Era un pastor. Un simple guía para las llamas. Luego fue jefe sindical de los productores cocaleros. Sin la frecuentada autopista por la que suelen transitar los políticos, que arranca en la intendencia de algún pueblo, alguna gobernación mayor y finalmente la presidencia, Evo Morales logró algo único: se convirtió en el primer mandatario indígena del Estado Plurinacional de Bolivia allí por 2006. Y ahora enfrenta una elección crucial para el Movimiento al Socialismo: ¿podrá sobrevivir el movimiento político más allá de su figura como presidente?

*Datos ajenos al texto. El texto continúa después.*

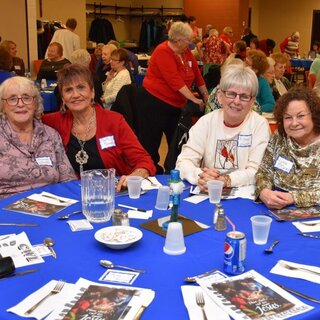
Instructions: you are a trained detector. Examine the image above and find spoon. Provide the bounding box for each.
[100,260,144,273]
[43,238,57,258]
[58,210,82,220]
[264,240,280,253]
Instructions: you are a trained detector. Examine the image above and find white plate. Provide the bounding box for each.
[94,226,143,250]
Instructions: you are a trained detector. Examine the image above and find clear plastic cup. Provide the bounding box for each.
[155,186,170,210]
[126,176,143,199]
[207,180,224,204]
[250,216,272,244]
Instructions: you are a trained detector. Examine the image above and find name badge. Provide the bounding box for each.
[99,136,116,150]
[238,134,252,147]
[274,156,293,173]
[36,157,52,166]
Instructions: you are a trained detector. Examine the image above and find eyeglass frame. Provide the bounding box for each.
[220,89,253,102]
[1,96,36,107]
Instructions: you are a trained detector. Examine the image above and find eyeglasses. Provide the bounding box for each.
[221,90,252,102]
[2,96,35,106]
[283,112,311,122]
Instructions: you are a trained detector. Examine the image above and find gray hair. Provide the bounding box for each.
[70,49,91,67]
[220,64,259,97]
[0,76,43,119]
[168,21,193,42]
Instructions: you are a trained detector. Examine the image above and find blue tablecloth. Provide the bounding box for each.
[0,176,320,320]
[290,59,313,70]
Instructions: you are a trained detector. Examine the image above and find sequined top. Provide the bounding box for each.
[256,131,320,207]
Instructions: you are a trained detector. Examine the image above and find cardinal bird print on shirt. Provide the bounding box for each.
[214,140,238,169]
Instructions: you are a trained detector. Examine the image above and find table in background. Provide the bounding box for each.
[0,176,320,320]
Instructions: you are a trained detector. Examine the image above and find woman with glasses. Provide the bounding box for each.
[139,21,208,173]
[176,65,270,192]
[0,76,76,198]
[101,48,131,109]
[256,87,320,209]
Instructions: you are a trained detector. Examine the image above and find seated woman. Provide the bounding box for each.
[246,49,275,112]
[37,42,70,80]
[101,48,131,109]
[256,87,320,209]
[176,65,270,191]
[0,76,76,198]
[42,64,156,191]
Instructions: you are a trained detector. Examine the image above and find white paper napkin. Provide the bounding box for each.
[141,177,162,190]
[270,260,320,284]
[292,220,320,232]
[181,286,230,320]
[7,280,74,320]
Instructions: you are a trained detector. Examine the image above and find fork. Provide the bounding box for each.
[24,280,65,315]
[196,291,208,320]
[280,261,320,276]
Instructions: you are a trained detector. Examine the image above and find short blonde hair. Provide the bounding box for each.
[168,21,193,42]
[0,76,43,119]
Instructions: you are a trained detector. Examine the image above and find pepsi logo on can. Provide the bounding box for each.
[224,231,247,275]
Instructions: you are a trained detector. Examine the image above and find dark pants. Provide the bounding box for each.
[138,87,181,174]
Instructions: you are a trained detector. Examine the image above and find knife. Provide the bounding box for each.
[0,269,39,280]
[0,222,39,227]
[274,282,320,303]
[133,291,155,320]
[298,233,320,239]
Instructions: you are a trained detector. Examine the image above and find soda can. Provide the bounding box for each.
[223,231,247,275]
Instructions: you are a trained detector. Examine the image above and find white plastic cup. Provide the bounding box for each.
[250,216,272,244]
[163,222,186,255]
[155,186,170,210]
[126,176,143,199]
[207,180,224,204]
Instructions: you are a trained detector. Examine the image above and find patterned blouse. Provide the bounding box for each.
[0,116,76,198]
[256,131,320,207]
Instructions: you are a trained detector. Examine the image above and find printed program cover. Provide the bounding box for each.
[269,206,320,221]
[63,285,136,320]
[197,270,313,320]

Jefazo es una biografía personal y política de Evo Morales, aquel hijo humilde de Dionisio Morales Choque y María Ayma Mamani que terminó sentado en el Palacio Quemado, no sin incomodar a la élite oriental dominante de Bolivia. Para contar su historia, Martín Sivak cumplió el sueño de todo periodista político: vivió con él durante varios años, compartiendo desde reuniones de gabinete hasta cenas, cuartos de hotel, helicópteros, conversaciones con ministros y hasta partidos de fútbol. Evo es fanático de la número cinco.

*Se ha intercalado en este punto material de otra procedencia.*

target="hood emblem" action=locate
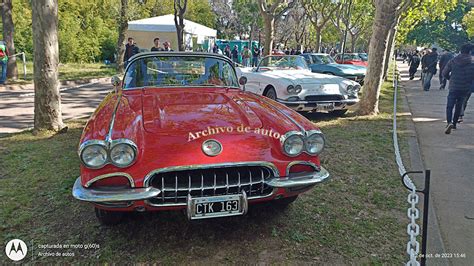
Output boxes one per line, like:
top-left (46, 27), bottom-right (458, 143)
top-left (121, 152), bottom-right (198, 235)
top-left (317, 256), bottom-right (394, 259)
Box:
top-left (201, 139), bottom-right (222, 156)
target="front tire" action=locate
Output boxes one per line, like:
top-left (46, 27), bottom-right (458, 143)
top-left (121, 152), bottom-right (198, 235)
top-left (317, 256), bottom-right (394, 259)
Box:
top-left (263, 86), bottom-right (277, 101)
top-left (95, 208), bottom-right (124, 225)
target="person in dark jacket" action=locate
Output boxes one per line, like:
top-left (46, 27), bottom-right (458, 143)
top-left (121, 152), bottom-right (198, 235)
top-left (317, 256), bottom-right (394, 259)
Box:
top-left (443, 44), bottom-right (474, 134)
top-left (421, 48), bottom-right (438, 91)
top-left (408, 51), bottom-right (420, 80)
top-left (458, 49), bottom-right (474, 123)
top-left (439, 49), bottom-right (454, 90)
top-left (123, 37), bottom-right (140, 67)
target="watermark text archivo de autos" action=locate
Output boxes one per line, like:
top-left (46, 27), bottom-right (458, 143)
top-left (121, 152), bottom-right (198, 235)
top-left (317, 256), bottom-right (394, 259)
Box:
top-left (188, 124), bottom-right (282, 142)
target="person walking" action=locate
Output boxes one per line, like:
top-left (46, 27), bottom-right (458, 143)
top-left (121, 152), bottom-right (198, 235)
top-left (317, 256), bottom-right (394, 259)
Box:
top-left (224, 44), bottom-right (232, 58)
top-left (150, 37), bottom-right (163, 52)
top-left (123, 37), bottom-right (140, 67)
top-left (408, 51), bottom-right (421, 80)
top-left (242, 46), bottom-right (252, 67)
top-left (0, 41), bottom-right (8, 85)
top-left (439, 49), bottom-right (454, 90)
top-left (232, 45), bottom-right (239, 63)
top-left (252, 46), bottom-right (260, 67)
top-left (421, 48), bottom-right (438, 91)
top-left (163, 41), bottom-right (173, 52)
top-left (443, 44), bottom-right (474, 134)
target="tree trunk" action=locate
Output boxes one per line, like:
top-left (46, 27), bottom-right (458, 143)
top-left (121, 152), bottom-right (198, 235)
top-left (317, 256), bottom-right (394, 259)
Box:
top-left (31, 0), bottom-right (64, 131)
top-left (263, 15), bottom-right (275, 55)
top-left (2, 0), bottom-right (18, 80)
top-left (358, 0), bottom-right (402, 115)
top-left (117, 0), bottom-right (128, 73)
top-left (314, 27), bottom-right (323, 53)
top-left (174, 0), bottom-right (188, 51)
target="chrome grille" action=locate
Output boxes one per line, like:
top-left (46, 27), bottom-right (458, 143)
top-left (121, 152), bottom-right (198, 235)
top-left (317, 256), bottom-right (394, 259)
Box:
top-left (148, 166), bottom-right (274, 205)
top-left (304, 94), bottom-right (344, 102)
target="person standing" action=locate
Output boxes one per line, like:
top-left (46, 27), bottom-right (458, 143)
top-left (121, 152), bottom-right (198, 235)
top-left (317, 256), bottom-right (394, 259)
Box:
top-left (439, 49), bottom-right (454, 90)
top-left (123, 37), bottom-right (140, 67)
top-left (232, 45), bottom-right (239, 63)
top-left (242, 46), bottom-right (252, 67)
top-left (150, 37), bottom-right (163, 52)
top-left (408, 51), bottom-right (420, 80)
top-left (252, 46), bottom-right (260, 67)
top-left (421, 48), bottom-right (438, 91)
top-left (0, 41), bottom-right (8, 85)
top-left (443, 44), bottom-right (474, 134)
top-left (224, 44), bottom-right (232, 58)
top-left (163, 41), bottom-right (173, 52)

Simple, cálido, confidente y a veces con un temperamento difícil de tratar, Evo logró sintetizar el lugar de lo indígena en una verdadera revolución política: “Una vieja elite dirigente fue reemplazada por un heterogéneo grupo de sindicatos, organizaciones, profesores e intelectuales”, explica Sivak, en lo que fue la Bolivia de Evo Morales.

Relanzado con un nuevo capítulo, el “Regreso a La Paz” del presidente (período 2012-2014), Jefazo narra lo que el periodista pudo retratar a partir de los viajes por el país andino, el continente africano, los Estados Unidos, África y las reuniones más importantes de la alta dirigencia boliviana. Aquí, Sivak cuenta un poco de qué se trata el libro y analiza las elecciones del próximo domingo.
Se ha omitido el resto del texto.